Tuesday, March 12, 2013

Whine of the Week

Let's disregard the positivity promise for the moment.

I need to bitch.

I just took a nice yoga lunch. Okay, "nice" maybe isn't the right word, let's say it was "decent" due to all that drinking and dancing I did all weekend, but I felt pretty good after. I was in a lovely mood.

Then I came back to work.

And some motherfucker had stolen my chair. My perfectly positioned, well-loved chair.


Now, yes, my yoga lunches are longer than a normal lunch. But they are not decades long. I come back.  I DIDN'T DISAPPEAR. I DIDN'T QUIT. YOU KNEW I WOULD RETURN AND WOULD WANT TO PARK MY ASS IN MY CHAIR.

MY CHAIR. MINE.

I assume a big group went into the main conference room behind my desk for a meeting. And they were short a chair.

They had three options.

a) Take a non-rolling chair from the office next door, a mere ten feet away.

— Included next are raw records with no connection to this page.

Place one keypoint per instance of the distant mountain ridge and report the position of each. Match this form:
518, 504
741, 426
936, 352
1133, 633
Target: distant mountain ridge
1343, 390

b) Walk back to their desk and fetch their chair, maximum, oh, one hundred feet.

c) Steal my chair like a kleptomaniac.

They picked "c". And now I sit, and wait, in my non-rolly chair, to turn around and scold them the second I hear the door open behind me.

1 comment:

  1. Yes, that would annoy the shit outta me too. The chair belongs to the desk. Do not remove it!